Stoney Country shares heart of beauty

COFFEE WITH WARREN, with Warren Harbeck
Cochrane Eagle, December 12, 2001

Morley is a great Christmas gift to the entire Bow Valley.

Anyone making evening jaunts through the heart of Stoney Country at this time of year will be impressed with the festively decorated homes dotting the foothills landscape. And to step inside one of them is to be entranced by garlands of silver, red and blue crisscrossing ceilings in complex diamond patterns like fine beadwork on ceremonial sashes.

There is a heart of beauty in this land of the Îyâ-rhe Nakoda, the Rocky Mountain Sioux – a soulishness that beats with the passion of a round dance bringing community together in sacred circle.

How well I remember the first holiday feast my wife Mary Anna and I attended in Stoney Country 36 years ago.

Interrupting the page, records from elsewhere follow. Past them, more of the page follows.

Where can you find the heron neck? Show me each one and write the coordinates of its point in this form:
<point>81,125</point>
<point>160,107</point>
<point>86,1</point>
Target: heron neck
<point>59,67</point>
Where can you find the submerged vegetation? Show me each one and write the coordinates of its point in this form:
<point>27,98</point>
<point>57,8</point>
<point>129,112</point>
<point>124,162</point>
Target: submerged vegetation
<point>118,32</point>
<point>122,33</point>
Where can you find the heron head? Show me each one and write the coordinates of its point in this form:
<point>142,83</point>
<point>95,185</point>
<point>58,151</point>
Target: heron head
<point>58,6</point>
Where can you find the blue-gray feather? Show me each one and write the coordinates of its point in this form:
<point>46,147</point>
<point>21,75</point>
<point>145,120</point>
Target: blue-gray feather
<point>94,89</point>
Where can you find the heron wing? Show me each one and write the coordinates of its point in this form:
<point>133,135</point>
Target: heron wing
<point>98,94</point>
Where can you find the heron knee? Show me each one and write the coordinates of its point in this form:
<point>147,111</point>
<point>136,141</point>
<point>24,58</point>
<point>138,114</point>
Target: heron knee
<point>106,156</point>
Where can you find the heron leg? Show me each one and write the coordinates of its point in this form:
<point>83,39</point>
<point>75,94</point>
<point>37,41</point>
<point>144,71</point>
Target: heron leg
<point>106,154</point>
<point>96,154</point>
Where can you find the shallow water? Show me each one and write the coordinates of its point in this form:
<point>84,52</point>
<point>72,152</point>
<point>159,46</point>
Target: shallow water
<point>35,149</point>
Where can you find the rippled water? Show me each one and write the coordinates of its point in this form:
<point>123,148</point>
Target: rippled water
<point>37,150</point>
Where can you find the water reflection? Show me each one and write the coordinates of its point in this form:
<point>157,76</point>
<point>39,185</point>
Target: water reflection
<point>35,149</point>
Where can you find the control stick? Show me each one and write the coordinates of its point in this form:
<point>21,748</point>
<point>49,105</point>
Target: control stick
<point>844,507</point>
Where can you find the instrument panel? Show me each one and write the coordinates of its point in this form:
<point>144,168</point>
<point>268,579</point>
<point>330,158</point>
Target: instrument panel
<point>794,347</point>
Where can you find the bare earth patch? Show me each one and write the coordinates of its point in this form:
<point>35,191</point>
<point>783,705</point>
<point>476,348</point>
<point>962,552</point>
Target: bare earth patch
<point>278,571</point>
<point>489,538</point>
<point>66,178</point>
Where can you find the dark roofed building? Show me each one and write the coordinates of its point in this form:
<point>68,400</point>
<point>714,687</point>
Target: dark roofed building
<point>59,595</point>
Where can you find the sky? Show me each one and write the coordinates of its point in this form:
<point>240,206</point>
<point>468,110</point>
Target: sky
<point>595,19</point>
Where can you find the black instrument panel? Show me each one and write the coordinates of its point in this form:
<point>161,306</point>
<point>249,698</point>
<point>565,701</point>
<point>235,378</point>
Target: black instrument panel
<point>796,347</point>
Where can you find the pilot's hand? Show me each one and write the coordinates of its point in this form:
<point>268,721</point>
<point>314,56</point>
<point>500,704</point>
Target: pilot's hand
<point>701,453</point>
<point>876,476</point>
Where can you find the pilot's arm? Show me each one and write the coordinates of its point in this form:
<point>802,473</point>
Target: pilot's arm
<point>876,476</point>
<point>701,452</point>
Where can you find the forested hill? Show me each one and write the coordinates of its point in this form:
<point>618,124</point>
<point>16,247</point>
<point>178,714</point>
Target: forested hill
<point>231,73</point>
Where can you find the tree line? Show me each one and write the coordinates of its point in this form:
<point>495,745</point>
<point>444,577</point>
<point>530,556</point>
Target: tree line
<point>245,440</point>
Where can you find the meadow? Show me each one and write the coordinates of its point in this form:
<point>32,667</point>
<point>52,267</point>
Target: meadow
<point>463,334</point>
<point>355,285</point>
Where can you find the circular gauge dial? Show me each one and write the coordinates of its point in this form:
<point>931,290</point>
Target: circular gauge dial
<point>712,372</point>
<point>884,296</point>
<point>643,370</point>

The cooking crew arrived at the community hall mid-evening. Whole families teamed up in the all-night session of roasting turkeys, dicing turnips, peeling and boiling potatoes, and preparing the traditional rice pudding and stewed dried fruits. The men assembled long rows of tables, and toward noon of the big day, crews of young people set the tables, with bowls of wild cranberry sauce alternating with stacks of fresh-baked bannock.

So many people had gathered from Morley and nearby ranches, towns and other reserves, that the event coordinator had to call for three sittings. Folks ate their fill. Then, out of respect for their hosts, they filled buckets and bags with dried meat, mandarin oranges, apples, cakes, and other goodies for taking home at the end of the day.

Elders prayed and spoke wise words. Visitors brought greetings from afar. Laughter and music filled the hall. We danced into the night.

Sharing was what this feast was all about. It was how the community showed its gratitude to the Creator and to each other. It was about happy people sharing the joy of just being together.

An important part of sharing in the Stoney way is gift-giving. Here, my thoughts go far beyond feasts, dances and the magnificent Pendleton blankets often given to show special honor.

I'm thinking not of material gifts, but of spiritual – gifts, I hope, that have helped make me personally more human, such as:

The gift of Nature's University. When I first arrived at Morley, I was full of book learning. I held to a worldview that said, if something was truly important, it would be expressed in writing.

The Stoney way soon taught me about realities for which writing was totally inadequate – the grandeur of a sunset, the flight of an eagle, the sacred mystery of Wakâ.

The gift of extended family. My own cultural roots oriented me within a nuclear family, pretty much restricted to my parents, wife, and children.

The Stoney way allows me to experience family more broadly, with certain aunts and uncles bearing parent-like relationship to me, and many of my cousins being related to me as brothers and sisters.

The gift of community. I had been raised in a decidedly individualistic culture. To see evidence of the social pressure toward individualism, all anyone has to do is look at television ads: Why should I buy this product or that? Because "I'm worth it."

The Stoney way looks beyond the individual to the community, an expression of the sacred circle. For just as Nature's University teaches interdependence and harmony among all the creation, so in our lives together as people, self-interest must take a back seat to the well-being of the community as a whole. This is seen not only at feasts and round dances, but also in other times of celebration and spiritual renewal.

It is also seen in times of grief, such as wakes and funerals, when those with whom we have danced and sung for a lifetime dance and sing with us once more in our passing from this world to the next.

All of which brings us back to the Stoney celebration of Christmas. The circle continues unbroken, and a First Nation with heart of beauty prepares once more to celebrate the angelic proclamation, "Peace on earth."